Make security technology simpler to use and always someone will use it for criminal purposes.

The backers of the Let Us Encrypt job needed to allow it to be more easy for web site owners to get and install certificates to encrypt HTTP traffic. The job began issuing certifications that were free as portion of a public beta plan in December.

It turned out the malvertisers had created subdomains under valid domain names and pointed them under their management to servers. Traffic was shielded with HTTPS using the Encrypt certifications unique to the subdomains of Let’s, Chen wrote. In this instance, the DV certifications from Let Us Encrypt helped the subdomains, for example ads.companyname.com, as well as the offenders behind them, “gain legitimacy together with the people.”
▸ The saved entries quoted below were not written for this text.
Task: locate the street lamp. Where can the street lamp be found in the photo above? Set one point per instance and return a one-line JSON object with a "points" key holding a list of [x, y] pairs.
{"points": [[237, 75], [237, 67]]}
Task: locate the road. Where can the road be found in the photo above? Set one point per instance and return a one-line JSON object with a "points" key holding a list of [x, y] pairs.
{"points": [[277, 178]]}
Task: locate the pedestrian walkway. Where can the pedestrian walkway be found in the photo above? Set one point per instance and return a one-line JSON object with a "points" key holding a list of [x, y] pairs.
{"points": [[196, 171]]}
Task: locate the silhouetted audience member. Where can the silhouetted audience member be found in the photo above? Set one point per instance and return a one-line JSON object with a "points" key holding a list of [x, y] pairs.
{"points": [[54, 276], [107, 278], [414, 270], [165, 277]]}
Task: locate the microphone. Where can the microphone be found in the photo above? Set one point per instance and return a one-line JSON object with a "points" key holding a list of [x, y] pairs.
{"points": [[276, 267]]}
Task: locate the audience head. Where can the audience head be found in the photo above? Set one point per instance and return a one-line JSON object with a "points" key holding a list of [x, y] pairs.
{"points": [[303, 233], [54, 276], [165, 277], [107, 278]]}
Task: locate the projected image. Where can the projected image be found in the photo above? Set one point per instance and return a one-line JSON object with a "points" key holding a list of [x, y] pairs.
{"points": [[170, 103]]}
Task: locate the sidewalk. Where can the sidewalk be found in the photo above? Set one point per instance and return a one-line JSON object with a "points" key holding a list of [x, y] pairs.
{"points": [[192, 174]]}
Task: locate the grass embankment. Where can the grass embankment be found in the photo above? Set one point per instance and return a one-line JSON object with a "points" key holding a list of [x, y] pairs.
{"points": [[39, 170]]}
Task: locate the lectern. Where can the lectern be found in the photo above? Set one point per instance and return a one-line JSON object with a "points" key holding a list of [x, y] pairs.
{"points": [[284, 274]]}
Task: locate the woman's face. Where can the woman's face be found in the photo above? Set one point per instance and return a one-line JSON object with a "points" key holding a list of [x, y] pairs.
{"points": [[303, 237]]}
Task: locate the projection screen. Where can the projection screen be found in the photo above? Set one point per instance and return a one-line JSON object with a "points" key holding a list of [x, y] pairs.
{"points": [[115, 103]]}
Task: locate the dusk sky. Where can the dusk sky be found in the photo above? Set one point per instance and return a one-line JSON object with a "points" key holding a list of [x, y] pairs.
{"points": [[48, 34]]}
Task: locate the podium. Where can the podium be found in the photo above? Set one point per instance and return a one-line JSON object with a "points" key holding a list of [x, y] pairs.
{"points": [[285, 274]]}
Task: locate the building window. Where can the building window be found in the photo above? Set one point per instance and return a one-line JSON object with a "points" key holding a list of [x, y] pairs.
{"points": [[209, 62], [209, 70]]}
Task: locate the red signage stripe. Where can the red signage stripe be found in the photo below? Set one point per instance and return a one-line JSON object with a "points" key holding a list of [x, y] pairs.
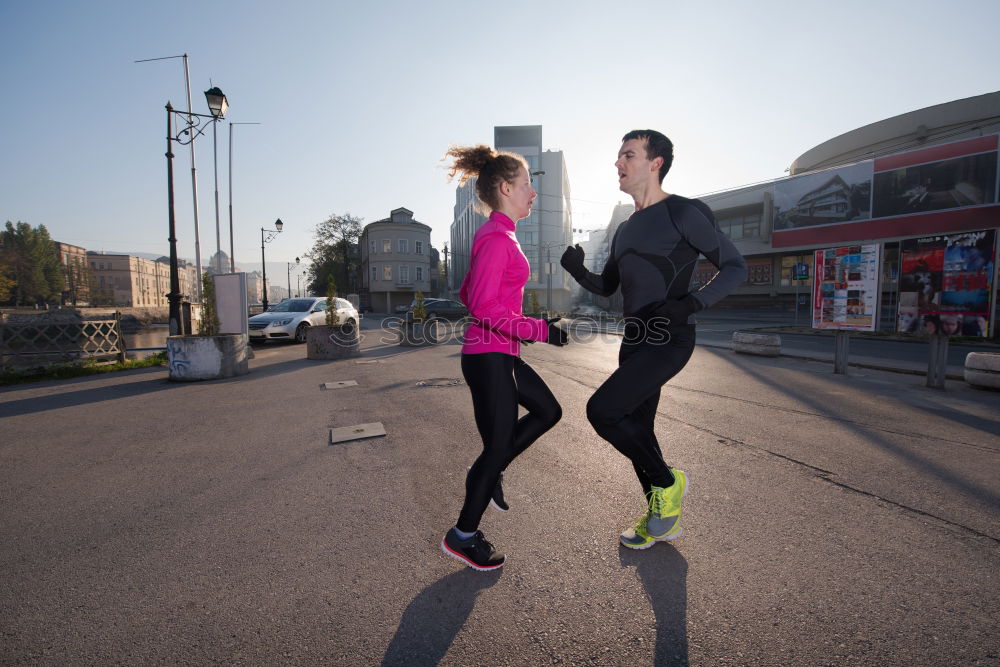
{"points": [[922, 224], [935, 153]]}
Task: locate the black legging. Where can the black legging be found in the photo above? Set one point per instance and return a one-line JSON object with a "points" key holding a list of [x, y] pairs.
{"points": [[623, 409], [499, 382]]}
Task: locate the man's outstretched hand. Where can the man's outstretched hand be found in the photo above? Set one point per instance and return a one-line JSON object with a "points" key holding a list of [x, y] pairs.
{"points": [[557, 336], [572, 261], [678, 310]]}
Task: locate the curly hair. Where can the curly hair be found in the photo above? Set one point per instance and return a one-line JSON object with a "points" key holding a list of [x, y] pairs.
{"points": [[490, 167]]}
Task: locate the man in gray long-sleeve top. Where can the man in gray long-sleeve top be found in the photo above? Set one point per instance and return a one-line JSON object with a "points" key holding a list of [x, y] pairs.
{"points": [[653, 257]]}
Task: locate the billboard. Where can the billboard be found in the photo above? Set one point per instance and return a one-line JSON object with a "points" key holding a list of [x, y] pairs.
{"points": [[963, 181], [823, 198], [940, 189], [846, 288], [945, 284]]}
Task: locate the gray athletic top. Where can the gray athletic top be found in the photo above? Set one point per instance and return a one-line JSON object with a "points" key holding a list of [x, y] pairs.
{"points": [[655, 251]]}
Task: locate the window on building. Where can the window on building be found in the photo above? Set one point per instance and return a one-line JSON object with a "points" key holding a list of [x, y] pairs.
{"points": [[740, 226], [788, 265]]}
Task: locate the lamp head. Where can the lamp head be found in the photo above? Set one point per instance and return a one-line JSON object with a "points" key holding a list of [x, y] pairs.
{"points": [[217, 102]]}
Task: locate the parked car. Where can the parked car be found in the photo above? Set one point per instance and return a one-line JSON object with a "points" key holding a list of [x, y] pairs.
{"points": [[441, 308], [289, 319]]}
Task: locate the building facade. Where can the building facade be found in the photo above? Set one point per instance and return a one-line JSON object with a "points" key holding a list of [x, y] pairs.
{"points": [[919, 187], [76, 274], [395, 261]]}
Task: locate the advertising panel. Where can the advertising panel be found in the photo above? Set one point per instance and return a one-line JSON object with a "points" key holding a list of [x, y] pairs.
{"points": [[939, 189], [823, 198], [845, 288], [759, 271], [954, 183], [945, 284]]}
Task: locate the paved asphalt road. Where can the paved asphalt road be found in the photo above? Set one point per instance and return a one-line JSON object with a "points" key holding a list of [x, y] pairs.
{"points": [[831, 521]]}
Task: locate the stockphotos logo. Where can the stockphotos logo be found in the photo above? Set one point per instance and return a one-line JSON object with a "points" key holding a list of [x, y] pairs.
{"points": [[630, 330]]}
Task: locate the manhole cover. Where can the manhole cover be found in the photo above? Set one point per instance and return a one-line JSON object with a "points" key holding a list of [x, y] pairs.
{"points": [[439, 382]]}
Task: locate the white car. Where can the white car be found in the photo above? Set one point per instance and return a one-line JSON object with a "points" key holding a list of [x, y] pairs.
{"points": [[289, 319]]}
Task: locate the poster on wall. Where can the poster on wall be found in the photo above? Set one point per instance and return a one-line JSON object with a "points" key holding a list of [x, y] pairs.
{"points": [[945, 284], [845, 288], [823, 198], [759, 271]]}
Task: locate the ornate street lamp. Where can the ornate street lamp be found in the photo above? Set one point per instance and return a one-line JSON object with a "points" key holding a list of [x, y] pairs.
{"points": [[288, 266], [217, 106], [185, 135], [266, 235]]}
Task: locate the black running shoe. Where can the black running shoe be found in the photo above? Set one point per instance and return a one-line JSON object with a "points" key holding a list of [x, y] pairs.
{"points": [[497, 501], [475, 552]]}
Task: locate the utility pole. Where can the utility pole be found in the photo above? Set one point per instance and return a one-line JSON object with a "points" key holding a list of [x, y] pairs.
{"points": [[447, 285]]}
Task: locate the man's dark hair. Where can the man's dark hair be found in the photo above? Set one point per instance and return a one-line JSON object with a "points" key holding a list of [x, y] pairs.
{"points": [[657, 145]]}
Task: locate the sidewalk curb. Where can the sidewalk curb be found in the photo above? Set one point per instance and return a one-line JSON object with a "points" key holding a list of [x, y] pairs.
{"points": [[857, 364]]}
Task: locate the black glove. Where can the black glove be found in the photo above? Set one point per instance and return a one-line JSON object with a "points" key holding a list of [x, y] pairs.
{"points": [[557, 336], [572, 261], [677, 311]]}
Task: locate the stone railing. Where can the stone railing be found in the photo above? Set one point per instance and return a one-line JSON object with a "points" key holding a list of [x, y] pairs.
{"points": [[40, 342]]}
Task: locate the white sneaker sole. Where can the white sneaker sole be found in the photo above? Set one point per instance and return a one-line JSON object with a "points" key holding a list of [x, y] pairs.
{"points": [[464, 561]]}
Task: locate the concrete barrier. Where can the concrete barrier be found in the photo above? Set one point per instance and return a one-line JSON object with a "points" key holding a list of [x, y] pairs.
{"points": [[982, 369], [766, 345]]}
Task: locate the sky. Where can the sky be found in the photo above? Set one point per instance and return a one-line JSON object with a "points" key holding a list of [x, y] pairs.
{"points": [[358, 102]]}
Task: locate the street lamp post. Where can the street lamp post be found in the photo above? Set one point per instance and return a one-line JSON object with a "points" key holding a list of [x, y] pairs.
{"points": [[232, 251], [266, 235], [289, 270], [184, 136], [217, 105]]}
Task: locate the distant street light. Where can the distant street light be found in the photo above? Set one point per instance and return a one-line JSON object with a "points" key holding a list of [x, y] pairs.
{"points": [[184, 136], [266, 235], [289, 268]]}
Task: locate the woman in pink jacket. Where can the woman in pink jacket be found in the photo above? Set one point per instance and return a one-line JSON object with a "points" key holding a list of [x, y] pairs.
{"points": [[497, 376]]}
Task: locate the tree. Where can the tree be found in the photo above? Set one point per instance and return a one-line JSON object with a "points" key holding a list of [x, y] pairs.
{"points": [[6, 284], [331, 255], [29, 259]]}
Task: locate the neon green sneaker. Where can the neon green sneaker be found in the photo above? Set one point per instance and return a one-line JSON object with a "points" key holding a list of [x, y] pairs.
{"points": [[666, 502], [662, 523]]}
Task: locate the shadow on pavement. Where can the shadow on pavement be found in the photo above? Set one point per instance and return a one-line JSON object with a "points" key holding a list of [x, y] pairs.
{"points": [[435, 616], [69, 399], [663, 573]]}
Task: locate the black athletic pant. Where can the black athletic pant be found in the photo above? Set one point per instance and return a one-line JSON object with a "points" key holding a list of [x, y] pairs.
{"points": [[623, 409], [499, 382]]}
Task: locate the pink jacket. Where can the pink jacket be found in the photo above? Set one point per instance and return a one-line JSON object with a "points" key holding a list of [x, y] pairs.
{"points": [[493, 290]]}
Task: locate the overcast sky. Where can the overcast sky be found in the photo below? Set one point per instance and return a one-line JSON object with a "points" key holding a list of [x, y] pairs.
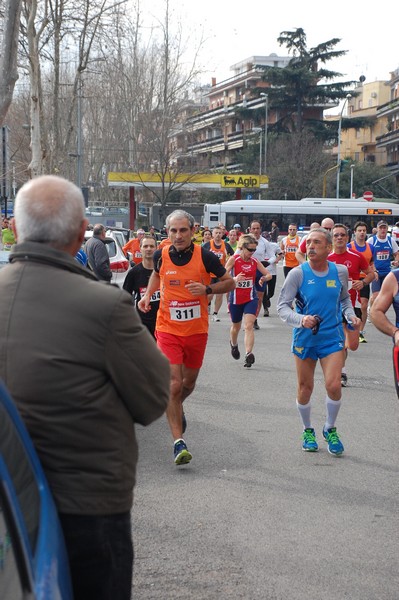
{"points": [[235, 31]]}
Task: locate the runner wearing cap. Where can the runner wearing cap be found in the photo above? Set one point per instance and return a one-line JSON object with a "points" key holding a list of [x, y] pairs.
{"points": [[384, 249], [395, 232], [237, 227], [133, 246]]}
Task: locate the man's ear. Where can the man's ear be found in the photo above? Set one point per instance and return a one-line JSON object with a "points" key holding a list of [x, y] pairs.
{"points": [[83, 229], [14, 228]]}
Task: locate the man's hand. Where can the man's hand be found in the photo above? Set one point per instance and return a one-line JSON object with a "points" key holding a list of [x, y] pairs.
{"points": [[144, 304], [196, 288]]}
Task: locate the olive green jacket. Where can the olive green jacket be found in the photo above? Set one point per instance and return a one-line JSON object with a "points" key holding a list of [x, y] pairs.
{"points": [[82, 369]]}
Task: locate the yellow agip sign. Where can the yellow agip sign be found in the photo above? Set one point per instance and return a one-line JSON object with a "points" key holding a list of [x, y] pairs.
{"points": [[197, 180], [245, 181]]}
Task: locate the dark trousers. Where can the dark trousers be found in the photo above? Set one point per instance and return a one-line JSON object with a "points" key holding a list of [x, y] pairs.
{"points": [[100, 551], [269, 292]]}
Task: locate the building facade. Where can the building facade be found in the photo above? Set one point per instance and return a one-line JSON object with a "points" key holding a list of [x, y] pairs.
{"points": [[388, 115]]}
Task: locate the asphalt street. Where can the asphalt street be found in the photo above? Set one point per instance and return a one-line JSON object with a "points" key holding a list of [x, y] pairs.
{"points": [[253, 516]]}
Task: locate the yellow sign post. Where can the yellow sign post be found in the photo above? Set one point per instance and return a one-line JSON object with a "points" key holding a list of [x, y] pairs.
{"points": [[210, 181]]}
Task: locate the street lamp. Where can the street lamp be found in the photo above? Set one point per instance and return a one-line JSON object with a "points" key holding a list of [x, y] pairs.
{"points": [[265, 96], [260, 131], [348, 96]]}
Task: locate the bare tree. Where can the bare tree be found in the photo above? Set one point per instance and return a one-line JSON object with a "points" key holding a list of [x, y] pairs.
{"points": [[167, 95], [8, 56], [34, 31]]}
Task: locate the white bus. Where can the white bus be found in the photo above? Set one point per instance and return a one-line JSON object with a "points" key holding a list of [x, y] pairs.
{"points": [[302, 212]]}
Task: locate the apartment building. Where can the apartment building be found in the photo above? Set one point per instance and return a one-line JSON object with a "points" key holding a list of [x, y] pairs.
{"points": [[361, 144], [214, 135], [388, 114]]}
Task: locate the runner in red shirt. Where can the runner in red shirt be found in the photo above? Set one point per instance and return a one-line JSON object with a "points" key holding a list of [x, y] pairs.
{"points": [[243, 301], [356, 264]]}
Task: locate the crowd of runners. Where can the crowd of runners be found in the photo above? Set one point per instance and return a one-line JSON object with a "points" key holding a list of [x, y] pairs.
{"points": [[332, 278]]}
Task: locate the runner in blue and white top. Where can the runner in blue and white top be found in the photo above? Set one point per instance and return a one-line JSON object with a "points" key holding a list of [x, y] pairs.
{"points": [[385, 250], [319, 289]]}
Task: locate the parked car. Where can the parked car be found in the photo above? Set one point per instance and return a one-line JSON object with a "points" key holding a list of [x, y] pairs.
{"points": [[119, 263], [33, 558]]}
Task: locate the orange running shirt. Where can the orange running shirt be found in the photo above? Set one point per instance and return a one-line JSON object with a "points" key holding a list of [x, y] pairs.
{"points": [[181, 313], [291, 245]]}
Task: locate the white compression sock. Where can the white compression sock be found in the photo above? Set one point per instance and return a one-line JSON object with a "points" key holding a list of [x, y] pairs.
{"points": [[332, 408], [304, 411]]}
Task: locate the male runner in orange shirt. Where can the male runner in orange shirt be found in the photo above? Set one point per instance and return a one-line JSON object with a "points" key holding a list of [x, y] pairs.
{"points": [[182, 273]]}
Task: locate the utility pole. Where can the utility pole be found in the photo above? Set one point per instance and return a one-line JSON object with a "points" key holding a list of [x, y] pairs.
{"points": [[348, 96]]}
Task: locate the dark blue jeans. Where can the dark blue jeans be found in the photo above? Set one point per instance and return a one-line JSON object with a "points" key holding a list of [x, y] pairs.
{"points": [[100, 551]]}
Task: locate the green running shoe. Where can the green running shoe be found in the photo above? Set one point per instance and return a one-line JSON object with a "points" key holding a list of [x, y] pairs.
{"points": [[335, 446], [309, 440], [182, 455]]}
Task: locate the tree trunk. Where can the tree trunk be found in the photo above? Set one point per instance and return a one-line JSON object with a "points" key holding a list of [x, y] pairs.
{"points": [[8, 56]]}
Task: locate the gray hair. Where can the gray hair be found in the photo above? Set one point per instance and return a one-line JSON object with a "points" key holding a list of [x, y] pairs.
{"points": [[49, 210], [180, 214]]}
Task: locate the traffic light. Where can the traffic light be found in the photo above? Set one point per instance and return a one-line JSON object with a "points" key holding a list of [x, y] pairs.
{"points": [[342, 164]]}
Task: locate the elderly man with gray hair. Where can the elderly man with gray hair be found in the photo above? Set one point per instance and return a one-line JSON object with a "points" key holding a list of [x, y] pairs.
{"points": [[68, 346]]}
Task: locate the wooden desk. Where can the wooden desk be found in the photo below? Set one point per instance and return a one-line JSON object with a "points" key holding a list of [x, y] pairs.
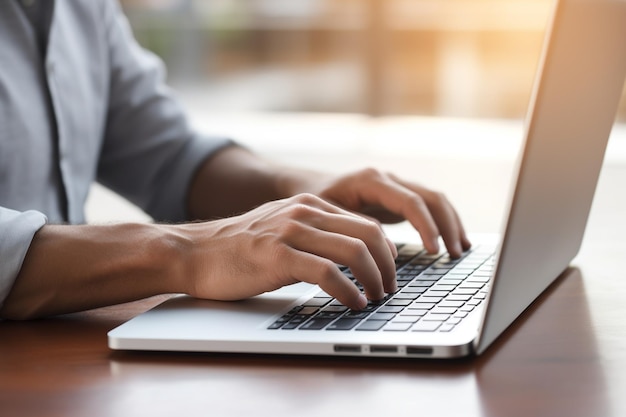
{"points": [[566, 356]]}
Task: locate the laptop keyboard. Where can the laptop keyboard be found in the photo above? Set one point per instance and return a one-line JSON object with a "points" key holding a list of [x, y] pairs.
{"points": [[435, 293]]}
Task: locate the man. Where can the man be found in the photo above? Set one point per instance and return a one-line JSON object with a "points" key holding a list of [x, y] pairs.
{"points": [[80, 101]]}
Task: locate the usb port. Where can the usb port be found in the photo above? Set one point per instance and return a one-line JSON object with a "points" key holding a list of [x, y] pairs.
{"points": [[419, 350], [347, 348], [383, 349]]}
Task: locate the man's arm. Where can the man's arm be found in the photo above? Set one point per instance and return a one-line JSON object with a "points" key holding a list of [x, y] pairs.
{"points": [[238, 180], [286, 240]]}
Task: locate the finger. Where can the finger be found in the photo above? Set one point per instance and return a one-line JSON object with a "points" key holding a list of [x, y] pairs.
{"points": [[338, 220], [370, 263], [398, 199], [445, 216], [307, 267]]}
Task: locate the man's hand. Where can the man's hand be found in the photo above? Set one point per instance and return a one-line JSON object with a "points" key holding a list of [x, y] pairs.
{"points": [[390, 199], [282, 242]]}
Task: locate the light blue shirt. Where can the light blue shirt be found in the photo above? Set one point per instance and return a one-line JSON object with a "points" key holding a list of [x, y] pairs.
{"points": [[115, 121]]}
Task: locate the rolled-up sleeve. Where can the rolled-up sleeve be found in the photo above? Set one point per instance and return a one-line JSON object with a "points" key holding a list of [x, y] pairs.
{"points": [[17, 230], [150, 153]]}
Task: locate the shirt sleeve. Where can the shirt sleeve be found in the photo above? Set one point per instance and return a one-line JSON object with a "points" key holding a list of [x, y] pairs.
{"points": [[17, 230], [150, 153]]}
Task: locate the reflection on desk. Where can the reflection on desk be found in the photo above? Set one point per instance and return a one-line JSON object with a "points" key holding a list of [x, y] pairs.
{"points": [[565, 356]]}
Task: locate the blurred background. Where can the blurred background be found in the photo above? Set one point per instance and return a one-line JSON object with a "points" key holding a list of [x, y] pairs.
{"points": [[459, 58]]}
Let us Encrypt mechanically issues domain name-validated (DV) certifications to sites by checking the URL’s phishing status against the Google Safe Browsing API. Let Us Encrypt will not track the certifications or take any actions later after issued. Let Us Encrypt WOn’t revoke certifications if the domain name is after flagged by Google as malicious.

ISRG is the group managing the Encrypt job of the Let’s.

Let us Encrypt WOn’t be revoking those securities issued to the subdomains used in the malvertising strikes, “but it appears that the websites in question have been taken down,” Aas said.